Al salir mi madre, mi padre volvió a hablar con Gion:
-Gion, te he preguntado dónde la has conocido.
-En un sitio que yo me sé -contestó Gion siempre con la cabeza gacha-. Me gusta y me voy a casar con ella.
Gion hablaba con voz dura: era todo un cabezota. Iba a casarse con ella aun a costa de no volver a poner los pies en casa y de tener que trabajar de jornalero.
La chica estaba temblando en el rincón y su cara blanca por los polvos parecía la de un muerto.

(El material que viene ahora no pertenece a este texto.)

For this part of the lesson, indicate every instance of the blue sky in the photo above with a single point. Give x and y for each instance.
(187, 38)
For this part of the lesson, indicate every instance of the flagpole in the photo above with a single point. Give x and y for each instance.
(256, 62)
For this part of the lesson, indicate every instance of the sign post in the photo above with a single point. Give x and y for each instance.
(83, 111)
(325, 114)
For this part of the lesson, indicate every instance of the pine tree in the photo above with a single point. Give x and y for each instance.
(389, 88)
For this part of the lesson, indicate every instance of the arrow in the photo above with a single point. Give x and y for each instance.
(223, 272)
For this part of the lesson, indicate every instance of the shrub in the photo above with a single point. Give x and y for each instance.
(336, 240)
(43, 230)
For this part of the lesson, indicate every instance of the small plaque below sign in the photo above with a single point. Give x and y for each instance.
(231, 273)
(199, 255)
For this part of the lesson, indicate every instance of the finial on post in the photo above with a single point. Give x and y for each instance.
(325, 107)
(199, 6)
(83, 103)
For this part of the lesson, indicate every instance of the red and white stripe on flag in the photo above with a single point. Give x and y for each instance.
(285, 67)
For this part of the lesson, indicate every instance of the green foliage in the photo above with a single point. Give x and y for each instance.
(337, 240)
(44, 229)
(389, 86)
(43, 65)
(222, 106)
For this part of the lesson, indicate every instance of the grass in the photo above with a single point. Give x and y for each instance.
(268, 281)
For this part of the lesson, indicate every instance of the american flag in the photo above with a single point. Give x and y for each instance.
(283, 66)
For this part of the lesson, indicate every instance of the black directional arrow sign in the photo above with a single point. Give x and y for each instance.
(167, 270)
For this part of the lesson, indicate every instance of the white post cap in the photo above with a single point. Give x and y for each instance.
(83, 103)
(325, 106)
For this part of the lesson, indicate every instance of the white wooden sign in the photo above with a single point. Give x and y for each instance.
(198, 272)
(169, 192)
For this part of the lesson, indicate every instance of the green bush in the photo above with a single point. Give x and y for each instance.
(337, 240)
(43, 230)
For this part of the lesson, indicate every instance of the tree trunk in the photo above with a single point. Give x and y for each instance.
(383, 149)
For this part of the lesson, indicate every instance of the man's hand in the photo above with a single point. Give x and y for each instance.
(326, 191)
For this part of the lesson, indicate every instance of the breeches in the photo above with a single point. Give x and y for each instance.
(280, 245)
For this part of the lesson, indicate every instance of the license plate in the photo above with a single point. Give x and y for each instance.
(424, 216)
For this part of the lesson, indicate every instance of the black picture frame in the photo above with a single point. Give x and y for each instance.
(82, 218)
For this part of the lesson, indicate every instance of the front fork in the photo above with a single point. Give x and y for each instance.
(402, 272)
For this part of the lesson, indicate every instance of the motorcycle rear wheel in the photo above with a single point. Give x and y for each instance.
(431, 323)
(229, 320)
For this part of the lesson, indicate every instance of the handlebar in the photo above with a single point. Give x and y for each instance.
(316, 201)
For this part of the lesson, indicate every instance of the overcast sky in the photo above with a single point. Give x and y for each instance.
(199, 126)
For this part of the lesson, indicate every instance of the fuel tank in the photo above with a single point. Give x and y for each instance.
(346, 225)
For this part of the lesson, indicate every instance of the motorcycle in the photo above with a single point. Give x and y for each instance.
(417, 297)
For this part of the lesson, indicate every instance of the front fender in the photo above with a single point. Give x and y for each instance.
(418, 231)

-Voy a casarme con ella -repitió Gion, testarudo, mirando y desmigajando el pan.
-Te compraré la trilladora -dijo mi padre.
Gion dijo que no con la cabeza.
-Con todos los accesorios y hasta la deshojadora para el maíz.
Gion apoyó los codos encima de la mesa y se agarró la cabeza entre las manos.
-Que alguien enganche el caballo y vuelva a llevar la muchacha a la ciudad -ordenó en voz alta mi padre, sin que Gion se moviera.
-Ya voy yo -dijo Felice, levantándose y dirigiéndose a la puerta.
La chica se levantó y lo siguió a toda prisa.
-Perdonen –balbuceó.
Mi padre le alargó un billete de quinientas.
La chica se marchó desconcertada, con el billete en la mano. Cuando se oyó el resonar de los cascos del caballo en el camino, Gion se levantó y corrió afuera, pero el carro ya se había alejado.
Felice no regresó por la noche. Ni tampoco al día siguiente, ni nunca. Sin embargo volvieron el caballo y la calesa: Felice se los entregó a un vecino que fue a la ciudad.
-Ha dicho Felice que se ha establecido allí -explicó el hombre-. Estaba con una chica rubia guapa, muy pintada.
Gion tuvo su tractor con la trilladora, la empaquetadora, la máquina de deshojar y todo lo demás. El tractor era un Lanz de ciento veinte caballos, con la caldera verde rodeada de brillante latón. Cuando pasaba por delante de las casas, estas temblaban.
Aquel invierno Gion conoció a una hermosa moza que vivía en Ghianda Morta.
Y Gion, cada sábado se afeitaba, se ponía el traje nuevo, y, al atardecer, se montaba en su tractor de ciento veinte caballos y partía hacia Ghianda Morta.
Cuando llegaba delante de la casa de la chica, tiraba de la cuerdecita y el tractor soltaba un chorro de vapor blanco y silbaba.